As you may or may not have read, Oscar-nominated The Fighter director David O. Russell was briefly under investigation late last week for groping his 19-year-old transgender niece’s breasts during a workout at a Florida gym, a manual inspection of her hormonal transformation Russell claimed was consensual and innocent. (Though the niece apparently disagrees with her uncle’s assessment: Even though authorities have already closed the case, TMZ reported this weekend that the woman is still exploring her legal options.)
GropeGate, of course, is hardly the first time the mega-talented, infamously mercurial DOR has found himself the subject of Internet fascination for being, how should we say this, colorful. But how well-versed are you in the director’s impressive body of batshittery? Take this Hollywood Prospectus Pop Quiz and find out!
Which of the following events are real incidents from Russell’s career, and which are ones we’ve invented? Check your answers at the bottom of this post.

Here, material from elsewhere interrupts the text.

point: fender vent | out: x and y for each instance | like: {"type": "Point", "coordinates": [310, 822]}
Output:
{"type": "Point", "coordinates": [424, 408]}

1. Head-butted George Clooney on the set of Three Kings, prompting the United Nations Goodwill Ambassador to grab the pugilistic helmer by the throat.
2. During filming of Spanking the Monkey, not-so-subtly encouraged actor Jeremy Davies to sleep with his own mother to render the dark comedy’s incest plot more authentic.
3. Unleashed a vicious, minutes-long tirade at Lily Tomlin on the set of I Heart Huckabees, a surreptitious recording of which was later leaked on the Internet.
4. Refused to roll cameras on any Flirting With Disaster scene featuring Josh Brolin until the then-bit player licked both of Russell’s armpits, which DOR would coat in either Sriracha, peanut butter, or Marshmallow Fluff, depending on his mood.
5. Feeling he wasn’t eliciting the proper intensity from his star eight hours into a grueling day of boxing scenes on The Fighter, Russell waylaid a distracted Mark Wahlberg at the craft services table, striking him in the back with a folding chair. An hour later, co-star Christian Bale finally convinced Wahlberg to release Russell from a figure-four leg lock.
6. At a Hollywood party, placed director Christopher Nolan in a headlock until he promised not to cast Jude Law in The Prestige, so he could then return to his commitment to star in Huckabees.
7. While still in film school, ghost-directed the 1985 North Korean monster movie/passion project Pulgasari for cineast dictator Kim Jong-Il.
8. Made an unreleased movie, loosely adapted from a novel by one of Al Gore’s daughters, about how a nail in the head transformed Jessica Biel into a nymphomaniac health care crusader.
9. In wooing Bradley Cooper for the upcoming The Silver Linings Playbook, covered the 2011 Sexiest Man Alive’s Range Rover in 500 pounds of elephant dung, into which was carved the message “CHOOSE ME.”
10. Took a year off from directing in 2007 to tour Eastern Europe as a burlesque performer known as Madame O, whose performances gained notoriety for the brutal, often fatal post-show fight clubs she hosted — and dominated — in cabaret basements.